Well — that paper wasn’t a photograph of any background, after all. What it shewed was simply the monstrous being he was painting on that awful canvas. It was the model he was using — and its background was merely the wall of the cellar studio in minute detail. But by God, Eliot, it was a photograph from life.





The Silver Key



When Randolph Carter was thirty he lost the key of the gate of dreams. Prior to that time he had made up for the prosiness of life by nightly excursions to strange and ancient cities beyond space, and lovely, unbelievable garden lands across ethereal seas; but as middle age hardened upon him he felt these liberties slipping away little by little, until at last he was cut off altogether. No more could his galleys sail up the river Oukranos past the gilded spires of Thran, or his elephant caravans tramp through perfumed jungles in Kled, where forgotten palaces with veined ivory columns sleep lovely and unbroken under the moon.

He had read much of things as they are, and talked with too many people. Well-meaning philosophers had taught him to look into the logical relations of things, and analyse the processes which shaped his thoughts and fancies. Wonder had gone away, and he had forgotten that all life is only a set of pictures in the brain, among which there is no difference betwixt those born of real things and those born of inward dreamings, and no cause to value the one above the other. Custom had dinned into his ears a superstitious reverence for that which tangibly and physically exists, and had made him secretly ashamed to dwell in visions. Wise men told him his simple fancies were inane and childish, and he believed it because he could see that they might easily be so. What he failed to recall was that the deeds of reality are just as inane and childish, and even more absurd because their actors persist in fancying them full of meaning and purpose as the blind cosmos grinds aimlessly on from nothing to something and from something back to nothing again, neither heeding nor knowing the wishes or existence of the minds that flicker for a second now and then in the darkness.

They had chained him down to things that are, and had then explained the workings of those things till mystery had gone out of the world. When he complained, and longed to escape into twilight realms where magic moulded all the little vivid fragments and prized associations of his mind into vistas of breathless expectancy and unquenchable delight, they turned him instead toward the new-found prodigies of science, bidding him find wonder in the atom’s vortex and mystery in the sky’s dimensions. And when he had failed to find these boons in things whose laws are known and measurable, they told him he lacked imagination, and was immature because he preferred dream-illusions to the illusions of our physical creation.

So Carter had tried to do as others did, and pretended that the common events and emotions of earthy minds were more important than the fantasies of rare and delicate souls. He did not dissent when they told him that the animal pain of a stuck pig or dyspeptic ploughman in real life is a greater thing than the peerless beauty of Narath with its hundred carven gates and domes of chalcedony, which he dimly remembered from his dreams; and under their guidance he cultivated a painstaking sense of pity and tragedy.

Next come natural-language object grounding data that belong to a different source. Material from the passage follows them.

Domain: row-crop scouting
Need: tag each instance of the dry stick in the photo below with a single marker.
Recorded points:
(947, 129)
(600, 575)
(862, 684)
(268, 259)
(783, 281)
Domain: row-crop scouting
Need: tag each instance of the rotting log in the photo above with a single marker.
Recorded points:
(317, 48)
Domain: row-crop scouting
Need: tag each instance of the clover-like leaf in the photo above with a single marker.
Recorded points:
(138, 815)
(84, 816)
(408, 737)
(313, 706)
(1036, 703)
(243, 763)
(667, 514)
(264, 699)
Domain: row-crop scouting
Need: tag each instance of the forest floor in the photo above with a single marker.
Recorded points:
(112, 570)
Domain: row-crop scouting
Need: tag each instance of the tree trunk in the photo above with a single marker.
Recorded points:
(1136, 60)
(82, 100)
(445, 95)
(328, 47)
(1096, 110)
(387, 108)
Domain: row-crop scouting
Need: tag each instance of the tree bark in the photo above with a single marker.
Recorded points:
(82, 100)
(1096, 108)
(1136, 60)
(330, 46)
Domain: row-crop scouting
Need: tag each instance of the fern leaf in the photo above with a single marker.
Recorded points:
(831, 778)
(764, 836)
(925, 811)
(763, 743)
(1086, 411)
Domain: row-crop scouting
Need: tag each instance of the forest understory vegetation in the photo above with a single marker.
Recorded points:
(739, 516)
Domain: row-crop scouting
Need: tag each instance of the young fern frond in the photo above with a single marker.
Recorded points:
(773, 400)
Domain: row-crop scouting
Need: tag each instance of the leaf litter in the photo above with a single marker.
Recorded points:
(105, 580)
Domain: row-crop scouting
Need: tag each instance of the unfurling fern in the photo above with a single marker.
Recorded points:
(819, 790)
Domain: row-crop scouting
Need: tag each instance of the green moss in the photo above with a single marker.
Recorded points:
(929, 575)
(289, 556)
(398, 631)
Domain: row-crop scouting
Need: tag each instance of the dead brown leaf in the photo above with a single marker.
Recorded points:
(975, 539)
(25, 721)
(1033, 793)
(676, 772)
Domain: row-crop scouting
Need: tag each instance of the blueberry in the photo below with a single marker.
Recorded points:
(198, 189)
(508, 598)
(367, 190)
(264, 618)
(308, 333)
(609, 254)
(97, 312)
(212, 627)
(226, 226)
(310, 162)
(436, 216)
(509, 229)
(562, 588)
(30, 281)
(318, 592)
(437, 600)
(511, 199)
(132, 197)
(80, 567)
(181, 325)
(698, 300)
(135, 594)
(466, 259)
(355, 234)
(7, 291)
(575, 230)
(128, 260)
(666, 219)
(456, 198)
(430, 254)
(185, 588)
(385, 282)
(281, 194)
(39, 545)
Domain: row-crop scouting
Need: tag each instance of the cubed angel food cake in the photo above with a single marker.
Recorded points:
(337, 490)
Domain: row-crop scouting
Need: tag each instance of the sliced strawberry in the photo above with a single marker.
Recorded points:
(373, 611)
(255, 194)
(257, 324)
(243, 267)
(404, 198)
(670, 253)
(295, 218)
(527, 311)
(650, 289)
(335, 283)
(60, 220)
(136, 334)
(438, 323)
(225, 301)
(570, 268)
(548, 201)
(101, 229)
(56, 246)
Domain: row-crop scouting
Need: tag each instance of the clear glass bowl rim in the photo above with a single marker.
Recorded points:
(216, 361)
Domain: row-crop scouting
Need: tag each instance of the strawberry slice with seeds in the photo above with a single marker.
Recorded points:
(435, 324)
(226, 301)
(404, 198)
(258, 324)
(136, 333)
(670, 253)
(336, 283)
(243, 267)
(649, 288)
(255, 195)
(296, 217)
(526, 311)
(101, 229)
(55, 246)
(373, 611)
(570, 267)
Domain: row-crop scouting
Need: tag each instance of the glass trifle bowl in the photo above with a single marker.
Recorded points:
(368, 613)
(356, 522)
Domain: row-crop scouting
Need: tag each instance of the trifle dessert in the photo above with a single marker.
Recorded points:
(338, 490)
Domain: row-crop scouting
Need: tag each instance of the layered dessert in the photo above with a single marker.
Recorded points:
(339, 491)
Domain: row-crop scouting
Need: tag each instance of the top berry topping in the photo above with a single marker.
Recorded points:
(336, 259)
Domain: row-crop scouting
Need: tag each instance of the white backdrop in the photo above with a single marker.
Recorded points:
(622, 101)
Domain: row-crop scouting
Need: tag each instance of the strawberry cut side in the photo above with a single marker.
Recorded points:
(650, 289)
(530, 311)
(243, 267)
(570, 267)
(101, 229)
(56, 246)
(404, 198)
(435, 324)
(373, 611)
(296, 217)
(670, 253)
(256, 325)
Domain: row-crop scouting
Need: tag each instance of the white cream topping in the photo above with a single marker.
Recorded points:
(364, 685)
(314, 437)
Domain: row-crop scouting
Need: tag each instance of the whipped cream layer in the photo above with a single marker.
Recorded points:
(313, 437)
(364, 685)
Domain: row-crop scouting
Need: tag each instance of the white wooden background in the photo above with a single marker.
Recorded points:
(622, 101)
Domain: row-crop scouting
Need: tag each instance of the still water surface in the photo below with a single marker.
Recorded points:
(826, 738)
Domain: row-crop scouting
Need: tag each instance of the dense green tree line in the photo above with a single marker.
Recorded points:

Once in a while, though, he could not help seeing how shallow, fickle, and meaningless all human aspirations are, and how emptily our real impulses contrast with those pompous ideals we profess to hold. Then he would have recourse to the polite laughter they had taught him to use against the extravagance and artificiality of dreams; for he saw that the daily life of our world is every inch as extravagant and artificial, and far less worthy of respect because of its poverty in beauty and its silly reluctance to admit its own lack of reason and purpose. In this way he became a kind of humorist, for he did not see that even humour is empty in a mindless universe devoid of any true standard of consistency or inconsistency.